Following the banning of Field of the Dead last week, there was no question in anyone's mind as to what archetype was now tier 1: Simic Food. With the easiest way to go over the top of Oko gone, there was no clear threat to Simic's supremacy in the format, especially after it had, arguably, done better than Field of the Dead decks at Mythic Championship V.
People were going as far as suggesting maindeck color-hosers for the Food mirror match. Players at MCV had already started playing maindeck Aether Gust, but adding black to a deck playing both Gilded Goose and Paradise Druids was a small price to play Noxious Grasp in a heavily blue-green format.
With the metagame so inbred, however, and potentially cutting maindeck countermagic, I chose to go an entirely different direction with an old favorite of mine: March of the Multitudes.
The plan of the deck is simple: play creatures for the first three turns of the game and either play a free Venerated Loxodon on turn three or March of the Multitudes on turn four or five, followed up with a Flourish or Unbreakable Formation to attack for the win.
While the popular name for the deck has become Selesnya Adventures, this is first and foremost a March of the Multitudes deck. Edgewall Innkeeper is an incredibly powerful card, but over relying on it in a format where Oko, Thief of Crowns absolutely dominates the early game without much effort is mostly a recipe for disaster. I think Selesnya Adventures as a strategy is quite good in this format, but one of the weakest decks I still see people playing is Golgari Adventures. That deck was a legitimate metagame call in a world of Field of the Dead decks, but now it gets stomped on by Simic Food because it lacks any way to overpower them.
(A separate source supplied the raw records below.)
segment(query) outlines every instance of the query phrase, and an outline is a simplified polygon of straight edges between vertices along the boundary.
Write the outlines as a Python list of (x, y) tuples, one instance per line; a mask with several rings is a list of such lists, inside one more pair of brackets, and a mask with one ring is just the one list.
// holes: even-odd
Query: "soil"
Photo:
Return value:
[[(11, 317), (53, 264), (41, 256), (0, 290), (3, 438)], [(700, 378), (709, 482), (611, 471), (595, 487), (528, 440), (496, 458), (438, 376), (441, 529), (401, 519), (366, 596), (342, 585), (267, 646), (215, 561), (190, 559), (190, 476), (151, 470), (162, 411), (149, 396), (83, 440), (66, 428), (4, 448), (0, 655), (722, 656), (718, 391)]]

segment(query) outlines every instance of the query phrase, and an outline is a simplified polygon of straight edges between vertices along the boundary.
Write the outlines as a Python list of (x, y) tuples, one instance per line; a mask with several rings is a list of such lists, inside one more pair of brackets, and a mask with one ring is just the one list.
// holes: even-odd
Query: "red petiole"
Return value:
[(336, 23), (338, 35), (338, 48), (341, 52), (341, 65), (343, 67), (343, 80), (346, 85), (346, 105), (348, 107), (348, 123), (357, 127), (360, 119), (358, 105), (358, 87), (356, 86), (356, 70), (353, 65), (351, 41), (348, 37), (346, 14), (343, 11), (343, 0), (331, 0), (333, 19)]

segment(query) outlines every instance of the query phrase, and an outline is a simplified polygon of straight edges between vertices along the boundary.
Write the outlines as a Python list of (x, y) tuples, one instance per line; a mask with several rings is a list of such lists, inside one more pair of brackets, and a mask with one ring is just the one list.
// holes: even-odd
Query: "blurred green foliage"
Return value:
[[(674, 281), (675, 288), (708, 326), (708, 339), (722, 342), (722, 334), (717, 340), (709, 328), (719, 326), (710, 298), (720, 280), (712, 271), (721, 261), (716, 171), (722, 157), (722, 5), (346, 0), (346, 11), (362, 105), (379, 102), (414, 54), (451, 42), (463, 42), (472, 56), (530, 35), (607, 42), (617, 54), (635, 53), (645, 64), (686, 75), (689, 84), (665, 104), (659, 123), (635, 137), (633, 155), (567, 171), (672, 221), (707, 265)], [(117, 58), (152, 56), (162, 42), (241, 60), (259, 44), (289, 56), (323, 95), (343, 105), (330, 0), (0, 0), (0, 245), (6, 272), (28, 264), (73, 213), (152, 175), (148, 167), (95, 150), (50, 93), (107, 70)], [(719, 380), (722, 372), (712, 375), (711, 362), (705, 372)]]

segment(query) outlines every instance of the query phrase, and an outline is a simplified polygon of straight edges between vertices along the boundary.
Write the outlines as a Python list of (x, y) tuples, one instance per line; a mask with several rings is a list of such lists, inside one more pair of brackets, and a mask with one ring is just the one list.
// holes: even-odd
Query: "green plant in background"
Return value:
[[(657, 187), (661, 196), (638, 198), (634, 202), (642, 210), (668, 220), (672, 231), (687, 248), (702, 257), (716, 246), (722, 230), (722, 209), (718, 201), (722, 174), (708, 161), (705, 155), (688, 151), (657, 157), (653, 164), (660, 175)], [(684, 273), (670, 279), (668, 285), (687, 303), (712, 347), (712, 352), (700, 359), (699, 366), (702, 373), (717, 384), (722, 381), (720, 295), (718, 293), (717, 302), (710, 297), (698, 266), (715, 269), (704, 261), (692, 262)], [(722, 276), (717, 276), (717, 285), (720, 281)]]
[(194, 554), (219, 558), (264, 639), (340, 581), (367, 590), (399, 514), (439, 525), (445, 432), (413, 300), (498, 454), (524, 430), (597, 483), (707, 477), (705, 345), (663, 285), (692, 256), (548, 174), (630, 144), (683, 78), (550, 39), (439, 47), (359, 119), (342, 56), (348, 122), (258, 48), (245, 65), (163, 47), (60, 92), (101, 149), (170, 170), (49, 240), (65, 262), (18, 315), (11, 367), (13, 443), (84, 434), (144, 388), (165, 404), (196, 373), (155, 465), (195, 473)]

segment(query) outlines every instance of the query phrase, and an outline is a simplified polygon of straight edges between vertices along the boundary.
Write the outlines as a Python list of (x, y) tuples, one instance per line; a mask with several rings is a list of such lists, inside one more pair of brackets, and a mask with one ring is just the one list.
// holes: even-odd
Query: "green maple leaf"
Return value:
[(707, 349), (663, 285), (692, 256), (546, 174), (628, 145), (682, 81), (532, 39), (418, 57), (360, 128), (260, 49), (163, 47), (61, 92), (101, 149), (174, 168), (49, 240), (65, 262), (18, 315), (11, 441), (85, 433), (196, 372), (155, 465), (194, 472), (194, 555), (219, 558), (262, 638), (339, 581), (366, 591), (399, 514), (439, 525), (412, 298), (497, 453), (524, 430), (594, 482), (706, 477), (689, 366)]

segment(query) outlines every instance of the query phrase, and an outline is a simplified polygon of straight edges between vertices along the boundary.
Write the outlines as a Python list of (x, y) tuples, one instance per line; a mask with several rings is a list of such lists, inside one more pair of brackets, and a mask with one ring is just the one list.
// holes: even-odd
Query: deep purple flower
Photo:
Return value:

Edgewall Innkeeper is best when it allows a deck to have a strong early game presence without sacrificing cards to do so. Most decks playing fourteen one-drops and trying to curve out turns one through four will run out of cards if they meet any resistance, which in turn gives them very little ability to play a grindy game of Magic. Edgewall Innkeeper, though, makes each other card cantrip, so that after playing several cards for the first three turns, the Selesnya player still has five cards in hand. The card also eases redundancy. Between Edgewall Innkeeper and Once Upon a Time, the deck is remarkably consistent at what it does: creating a wide board presence incredibly quickly, and then winning through either Venerated Loxodon or March of the Multitudes.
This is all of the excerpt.